[New-ITS] Node counts
Robert Worden
Robert.Worden at Charteris.com
Thu Aug 31 17:50:05 BST 2006
David -
Just to clarify what I have counted, because we seem to have got wires
crossed on factors of 10.
The things I am counting are distinct nodes in a message definition, not
allowing repeats of nodes or self-nesting. Put another way, I am
counting distinct XPaths in the message definition, short of
self-nesting. Inasmuch as each XPath is a name for a set of nodes, that
is sort-of counting the names of nodes in the message.
I made these counts in two ways:
1. going right down to leaf nodes of the XML
2. stopping at V3 data type nodes, counting each V3 data type top
node as 1.
Doing this for a couple of messages, I got:
- PA 'new person' - 1100 XPaths down to data type nodes, 77000 nodes
down to leaves
- Lab 'observation request' 65,000 XPaths down to data type nodes, 4.4
million down to leaves.
So the 65,000 is not 10% of anything - sorry to have misled you.

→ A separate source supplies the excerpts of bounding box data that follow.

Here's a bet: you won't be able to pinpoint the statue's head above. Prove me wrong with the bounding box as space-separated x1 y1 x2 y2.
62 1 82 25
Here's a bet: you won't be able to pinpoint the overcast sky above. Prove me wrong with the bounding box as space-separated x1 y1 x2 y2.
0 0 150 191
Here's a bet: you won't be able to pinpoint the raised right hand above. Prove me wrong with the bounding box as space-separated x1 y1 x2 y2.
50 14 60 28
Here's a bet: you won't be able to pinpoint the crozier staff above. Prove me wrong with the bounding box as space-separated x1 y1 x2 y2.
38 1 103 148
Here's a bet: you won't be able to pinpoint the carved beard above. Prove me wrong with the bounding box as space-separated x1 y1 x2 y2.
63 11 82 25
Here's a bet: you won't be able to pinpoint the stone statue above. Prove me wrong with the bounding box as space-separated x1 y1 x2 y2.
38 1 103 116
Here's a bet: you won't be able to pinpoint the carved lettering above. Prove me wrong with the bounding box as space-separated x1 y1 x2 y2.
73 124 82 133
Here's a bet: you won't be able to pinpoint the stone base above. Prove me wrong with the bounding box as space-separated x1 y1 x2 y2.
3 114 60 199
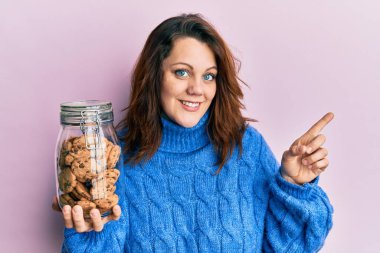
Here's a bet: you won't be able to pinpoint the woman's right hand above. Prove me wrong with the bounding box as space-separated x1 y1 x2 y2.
52 196 121 233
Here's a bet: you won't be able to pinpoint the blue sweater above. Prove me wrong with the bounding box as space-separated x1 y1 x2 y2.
62 113 333 253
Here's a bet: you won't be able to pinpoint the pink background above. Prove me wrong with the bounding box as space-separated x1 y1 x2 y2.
0 0 380 252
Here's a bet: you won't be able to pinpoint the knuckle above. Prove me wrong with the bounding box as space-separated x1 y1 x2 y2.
75 226 85 233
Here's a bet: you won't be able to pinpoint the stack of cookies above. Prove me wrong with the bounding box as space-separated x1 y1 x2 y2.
58 135 121 217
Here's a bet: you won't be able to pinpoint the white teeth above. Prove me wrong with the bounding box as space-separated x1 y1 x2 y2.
181 101 199 108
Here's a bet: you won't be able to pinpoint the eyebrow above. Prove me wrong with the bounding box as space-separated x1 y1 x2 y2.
170 62 218 71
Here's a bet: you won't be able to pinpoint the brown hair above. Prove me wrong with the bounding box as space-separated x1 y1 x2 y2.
118 14 255 173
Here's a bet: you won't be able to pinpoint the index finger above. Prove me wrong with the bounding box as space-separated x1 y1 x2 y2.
306 112 334 136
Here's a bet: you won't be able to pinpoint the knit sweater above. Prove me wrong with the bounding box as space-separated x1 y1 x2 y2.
62 113 333 253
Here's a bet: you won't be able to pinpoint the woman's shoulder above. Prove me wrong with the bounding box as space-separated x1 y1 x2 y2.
242 125 263 158
243 125 263 143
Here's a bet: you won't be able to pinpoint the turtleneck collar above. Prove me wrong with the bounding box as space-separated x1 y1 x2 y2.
158 111 210 153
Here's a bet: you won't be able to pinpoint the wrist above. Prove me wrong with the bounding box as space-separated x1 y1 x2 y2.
280 167 302 186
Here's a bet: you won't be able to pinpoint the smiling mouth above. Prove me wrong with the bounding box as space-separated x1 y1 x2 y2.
180 100 201 108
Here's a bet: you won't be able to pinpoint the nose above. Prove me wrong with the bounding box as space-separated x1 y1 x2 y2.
187 77 203 96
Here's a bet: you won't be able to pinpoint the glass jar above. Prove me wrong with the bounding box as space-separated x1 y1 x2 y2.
55 100 122 218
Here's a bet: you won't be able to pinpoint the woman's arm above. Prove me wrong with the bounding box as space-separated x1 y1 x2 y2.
260 129 333 252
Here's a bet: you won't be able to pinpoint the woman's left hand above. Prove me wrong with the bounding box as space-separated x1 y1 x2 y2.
281 112 334 185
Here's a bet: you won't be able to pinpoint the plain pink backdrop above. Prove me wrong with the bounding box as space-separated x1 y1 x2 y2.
0 0 380 252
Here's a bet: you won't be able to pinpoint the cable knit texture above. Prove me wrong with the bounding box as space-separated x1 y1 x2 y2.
62 113 333 253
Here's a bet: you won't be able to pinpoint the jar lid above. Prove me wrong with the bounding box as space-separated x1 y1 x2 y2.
61 100 113 126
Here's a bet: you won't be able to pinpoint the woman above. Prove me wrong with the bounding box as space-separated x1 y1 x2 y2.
56 15 333 252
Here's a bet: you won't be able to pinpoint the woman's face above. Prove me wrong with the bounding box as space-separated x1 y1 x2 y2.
161 37 217 127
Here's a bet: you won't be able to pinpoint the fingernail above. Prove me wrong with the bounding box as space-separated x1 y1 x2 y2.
90 210 96 217
62 205 69 214
73 206 82 214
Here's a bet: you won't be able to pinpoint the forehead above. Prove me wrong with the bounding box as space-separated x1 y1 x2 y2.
164 37 216 68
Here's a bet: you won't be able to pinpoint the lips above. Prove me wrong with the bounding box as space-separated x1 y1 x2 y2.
180 100 202 112
181 100 201 108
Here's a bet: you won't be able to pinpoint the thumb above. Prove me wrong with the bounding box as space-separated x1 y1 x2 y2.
51 196 62 212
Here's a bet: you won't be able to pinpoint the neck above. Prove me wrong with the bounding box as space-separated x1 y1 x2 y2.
159 111 210 153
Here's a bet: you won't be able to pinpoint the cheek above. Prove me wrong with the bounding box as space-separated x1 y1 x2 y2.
205 84 216 100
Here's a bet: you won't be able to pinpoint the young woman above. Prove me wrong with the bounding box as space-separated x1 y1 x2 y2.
56 14 333 252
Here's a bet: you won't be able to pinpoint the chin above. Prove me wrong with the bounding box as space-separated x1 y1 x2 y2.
176 118 200 128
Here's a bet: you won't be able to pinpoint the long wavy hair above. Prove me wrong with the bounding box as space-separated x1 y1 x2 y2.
117 14 255 173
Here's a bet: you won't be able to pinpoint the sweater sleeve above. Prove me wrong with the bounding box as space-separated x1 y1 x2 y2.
62 161 128 253
260 133 333 252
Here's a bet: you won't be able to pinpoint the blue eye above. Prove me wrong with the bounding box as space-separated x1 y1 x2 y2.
203 73 215 81
174 69 189 77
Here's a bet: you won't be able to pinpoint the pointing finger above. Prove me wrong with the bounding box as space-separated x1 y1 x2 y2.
306 134 326 154
305 112 334 136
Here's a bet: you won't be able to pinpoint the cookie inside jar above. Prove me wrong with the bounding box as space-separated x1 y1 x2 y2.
58 133 121 218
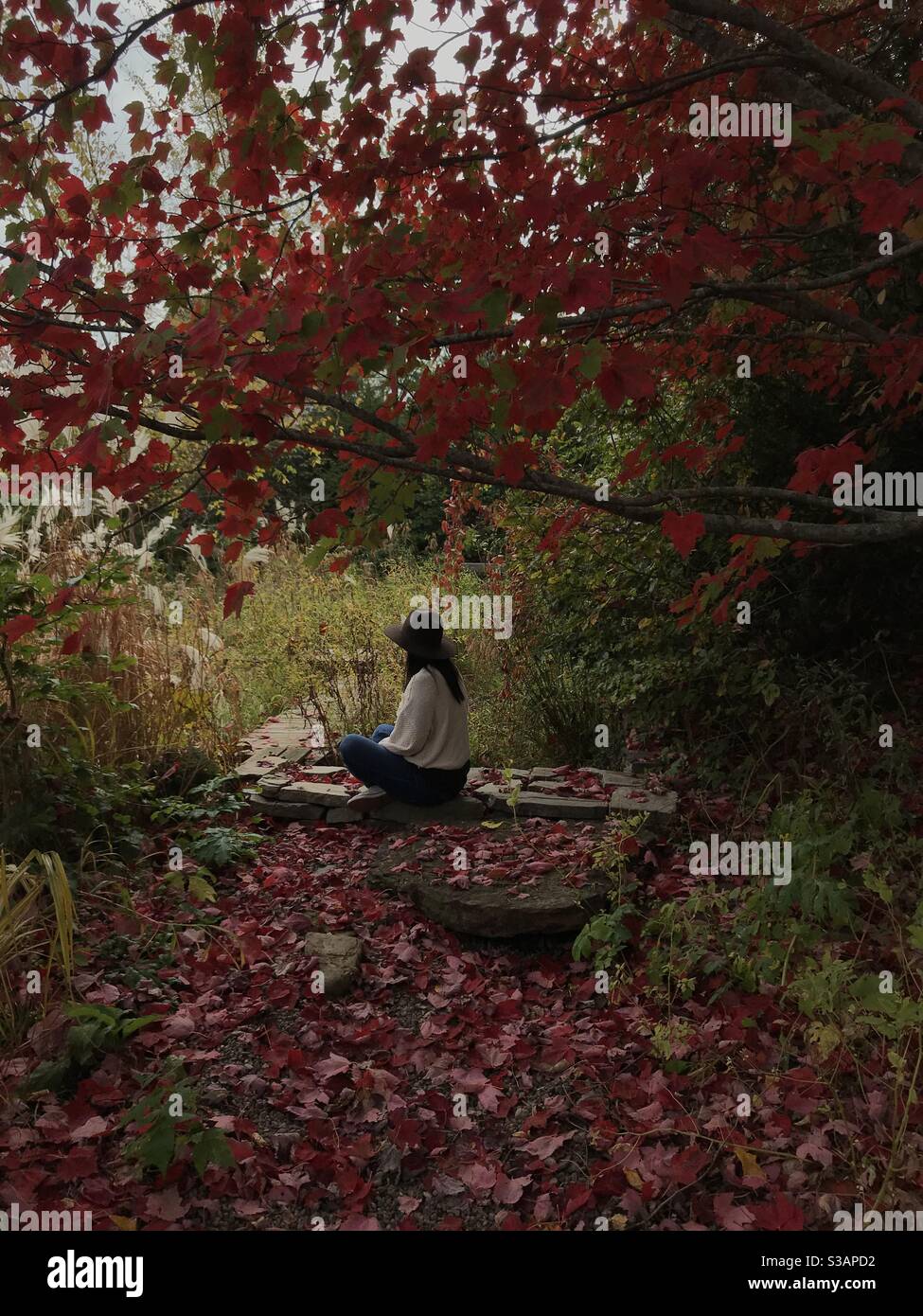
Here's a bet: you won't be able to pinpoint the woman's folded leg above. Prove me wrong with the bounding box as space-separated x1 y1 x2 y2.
338 726 468 806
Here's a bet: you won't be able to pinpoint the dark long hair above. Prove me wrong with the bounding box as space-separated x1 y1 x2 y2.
404 652 465 704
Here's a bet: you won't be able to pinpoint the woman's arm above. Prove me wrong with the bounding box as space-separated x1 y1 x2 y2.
378 670 435 758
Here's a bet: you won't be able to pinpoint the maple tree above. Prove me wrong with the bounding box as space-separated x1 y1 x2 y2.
0 0 923 623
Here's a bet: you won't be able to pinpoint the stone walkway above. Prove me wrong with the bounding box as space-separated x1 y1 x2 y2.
237 709 677 826
237 709 677 947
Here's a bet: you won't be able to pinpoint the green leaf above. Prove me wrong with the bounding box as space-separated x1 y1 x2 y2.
134 1113 176 1174
476 288 506 329
3 257 38 299
189 873 216 904
192 1129 236 1178
577 338 603 379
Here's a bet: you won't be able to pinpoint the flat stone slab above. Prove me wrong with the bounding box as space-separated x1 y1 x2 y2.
376 795 488 826
580 767 644 790
367 843 612 938
476 784 609 823
250 795 324 823
257 773 289 800
235 754 283 779
304 932 362 999
279 782 356 808
609 786 677 814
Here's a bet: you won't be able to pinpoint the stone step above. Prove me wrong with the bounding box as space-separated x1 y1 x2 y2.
304 932 362 1000
250 795 324 823
279 782 356 808
609 786 677 814
367 824 612 938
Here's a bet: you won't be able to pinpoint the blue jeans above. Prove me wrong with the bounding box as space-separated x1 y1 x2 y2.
338 722 470 804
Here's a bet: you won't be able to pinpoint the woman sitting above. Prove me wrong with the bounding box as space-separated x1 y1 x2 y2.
340 608 471 813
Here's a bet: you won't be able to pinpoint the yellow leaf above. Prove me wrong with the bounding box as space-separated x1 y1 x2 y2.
734 1147 766 1179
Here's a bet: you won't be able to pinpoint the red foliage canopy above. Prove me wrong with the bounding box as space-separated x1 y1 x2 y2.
0 0 923 592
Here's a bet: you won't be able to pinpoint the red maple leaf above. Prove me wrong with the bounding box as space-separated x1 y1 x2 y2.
660 512 704 560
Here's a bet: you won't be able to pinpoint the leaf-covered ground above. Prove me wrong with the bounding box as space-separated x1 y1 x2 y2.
0 800 892 1229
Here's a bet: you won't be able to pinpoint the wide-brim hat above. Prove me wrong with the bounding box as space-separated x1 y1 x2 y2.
384 608 458 658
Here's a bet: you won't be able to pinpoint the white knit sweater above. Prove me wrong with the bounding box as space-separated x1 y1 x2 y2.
380 667 471 769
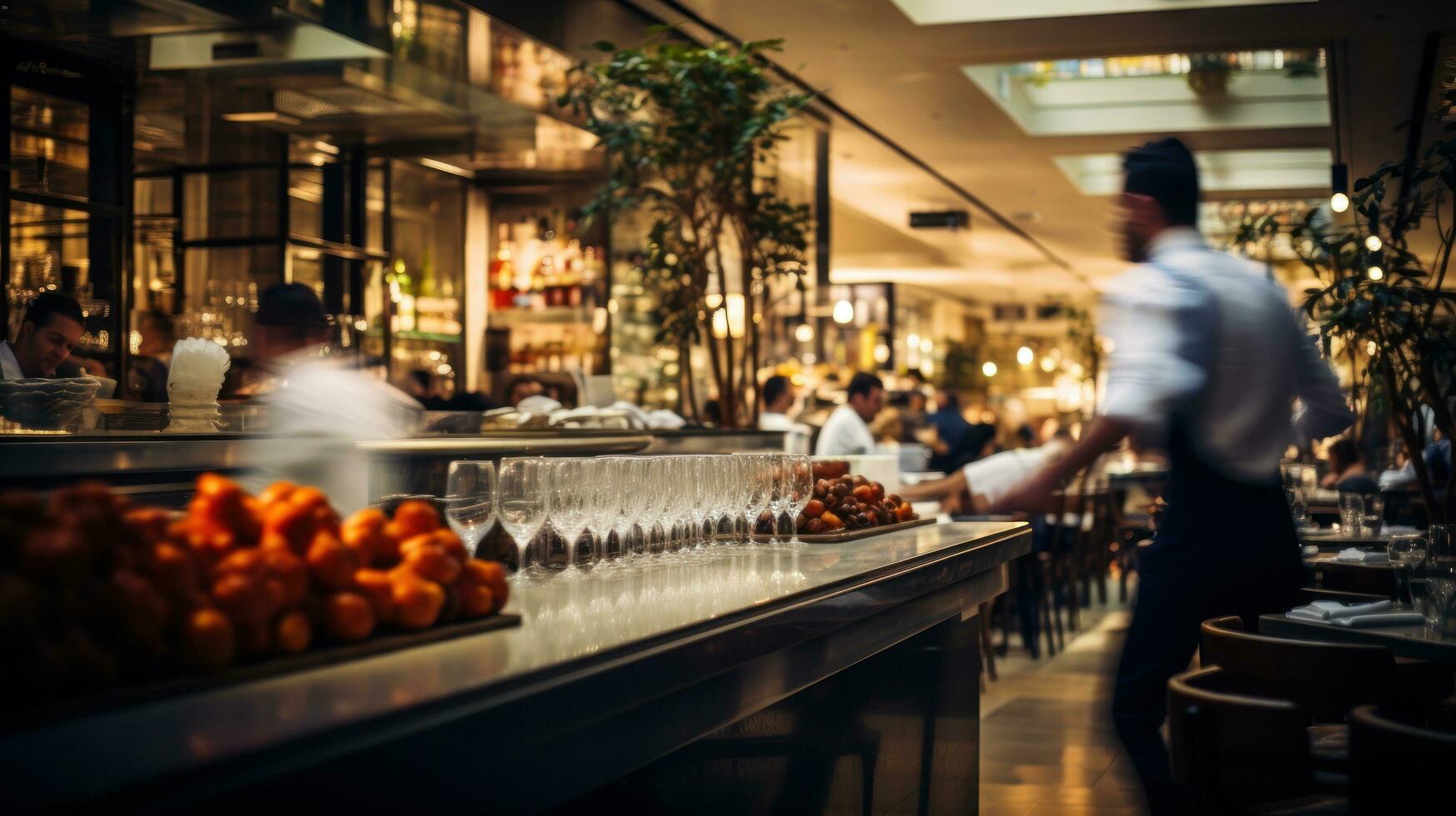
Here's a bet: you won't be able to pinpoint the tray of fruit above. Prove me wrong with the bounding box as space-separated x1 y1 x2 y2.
0 474 519 727
754 472 935 542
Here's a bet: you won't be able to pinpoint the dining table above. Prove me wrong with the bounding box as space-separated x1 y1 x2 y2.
1260 614 1456 666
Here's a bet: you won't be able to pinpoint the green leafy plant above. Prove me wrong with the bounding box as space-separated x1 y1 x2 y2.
1296 130 1456 522
558 27 812 427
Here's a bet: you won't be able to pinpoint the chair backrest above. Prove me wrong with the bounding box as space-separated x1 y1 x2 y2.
1168 666 1314 814
1200 616 1399 721
1349 705 1456 814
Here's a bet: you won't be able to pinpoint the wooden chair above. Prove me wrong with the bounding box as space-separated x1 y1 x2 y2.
1168 666 1334 814
1349 705 1456 814
1200 615 1401 723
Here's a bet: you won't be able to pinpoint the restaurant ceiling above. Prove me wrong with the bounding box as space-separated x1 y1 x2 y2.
649 0 1456 303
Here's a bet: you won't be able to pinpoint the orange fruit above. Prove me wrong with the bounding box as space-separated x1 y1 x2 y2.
323 592 374 641
400 544 460 585
390 573 445 629
258 481 299 505
274 610 313 654
309 530 358 589
183 608 233 669
395 499 440 540
354 570 395 624
212 573 270 625
261 550 309 606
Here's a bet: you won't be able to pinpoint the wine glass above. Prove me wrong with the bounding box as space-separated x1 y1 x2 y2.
610 456 651 561
583 459 620 571
768 455 789 546
738 453 773 546
1384 535 1425 612
498 458 550 585
549 459 591 581
783 456 814 548
444 462 495 555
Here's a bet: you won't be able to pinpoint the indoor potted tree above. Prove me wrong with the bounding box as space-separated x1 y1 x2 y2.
559 27 811 427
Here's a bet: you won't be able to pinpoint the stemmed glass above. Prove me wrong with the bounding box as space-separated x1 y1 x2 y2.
549 459 591 581
1384 535 1425 612
581 459 620 573
444 462 495 555
783 456 814 548
610 456 651 561
735 453 768 546
498 458 550 585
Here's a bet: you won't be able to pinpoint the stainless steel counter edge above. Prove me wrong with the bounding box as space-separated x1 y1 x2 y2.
0 523 1030 808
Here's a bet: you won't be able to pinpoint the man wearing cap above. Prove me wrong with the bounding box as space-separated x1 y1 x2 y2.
991 138 1353 814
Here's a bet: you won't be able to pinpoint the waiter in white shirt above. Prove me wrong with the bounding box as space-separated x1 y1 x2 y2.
814 371 885 456
758 375 811 455
993 138 1354 814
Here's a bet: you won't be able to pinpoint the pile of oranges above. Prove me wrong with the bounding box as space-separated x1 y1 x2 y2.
0 474 508 703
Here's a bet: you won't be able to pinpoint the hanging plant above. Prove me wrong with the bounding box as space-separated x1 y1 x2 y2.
1188 54 1233 101
558 27 812 427
1296 126 1456 522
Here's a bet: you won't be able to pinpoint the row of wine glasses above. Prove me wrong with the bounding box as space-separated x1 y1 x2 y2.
444 453 814 583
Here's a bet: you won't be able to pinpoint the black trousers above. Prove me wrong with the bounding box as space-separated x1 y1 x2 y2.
1112 519 1303 814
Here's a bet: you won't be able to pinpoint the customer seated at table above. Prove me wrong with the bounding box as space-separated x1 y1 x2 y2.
900 429 1071 516
814 371 885 456
758 375 812 455
1319 439 1380 494
0 291 86 381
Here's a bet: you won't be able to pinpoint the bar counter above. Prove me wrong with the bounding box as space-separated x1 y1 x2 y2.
0 523 1031 812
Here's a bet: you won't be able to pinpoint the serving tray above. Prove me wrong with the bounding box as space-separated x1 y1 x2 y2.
0 612 521 733
753 519 935 544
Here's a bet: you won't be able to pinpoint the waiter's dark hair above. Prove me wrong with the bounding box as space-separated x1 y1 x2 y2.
763 375 789 406
847 371 885 400
1122 137 1198 226
22 291 86 330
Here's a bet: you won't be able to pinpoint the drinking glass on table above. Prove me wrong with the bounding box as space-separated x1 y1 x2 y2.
1384 535 1425 612
496 458 550 585
548 459 591 581
444 462 495 555
1339 493 1364 538
783 456 814 548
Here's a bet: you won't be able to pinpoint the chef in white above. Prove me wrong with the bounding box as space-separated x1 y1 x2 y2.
814 371 885 456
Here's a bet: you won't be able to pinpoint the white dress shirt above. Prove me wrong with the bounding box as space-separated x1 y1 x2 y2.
1102 227 1354 482
0 340 25 381
814 406 875 456
758 411 812 455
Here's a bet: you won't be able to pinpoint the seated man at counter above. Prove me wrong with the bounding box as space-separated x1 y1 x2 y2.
900 429 1071 516
0 291 86 381
758 375 809 453
814 371 885 456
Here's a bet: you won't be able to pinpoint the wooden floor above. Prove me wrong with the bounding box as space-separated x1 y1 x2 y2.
981 605 1145 816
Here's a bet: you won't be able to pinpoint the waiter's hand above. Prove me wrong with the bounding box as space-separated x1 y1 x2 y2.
990 470 1061 516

BTW the
lab number only includes 1 of the 4 choices at the top.
For both messages, the average multiplier from data type nodes to leaves
is 70. This is dominated by a few large data types which have large
counts on leaf nodes:
type: PQ; count: 175
type: IVL_TS; count: 548
type: AD; count: 135
type: PN; count: 592
type: CV; count: 129
type: CR; count: 213
type: ON; count: 576
type: CE; count: 383
type: CD; count: 129
type: PQR; count: 171
type: EN; count: 592
When you weight these by occurrences, there are a few main culprits: Out
of the 4.4 million leaf nodes in the lab message:
type: ON; count: 315072
type: II; count: 108030
type: CE; count: 1657241
type: IVL_TS; count: 980920
type: AD; count: 238545
type: EN; count: 873792
Now I guess the big data types are almost never nearly 500 nodes in
instances, and simplified versions can be learned by developers for use
in 99% of cases; so the huge numbers of leaves (average 70 per data
type) does not worry me too much. But 65,000 separate XPaths in one
message, before you get down to data types, does worry me.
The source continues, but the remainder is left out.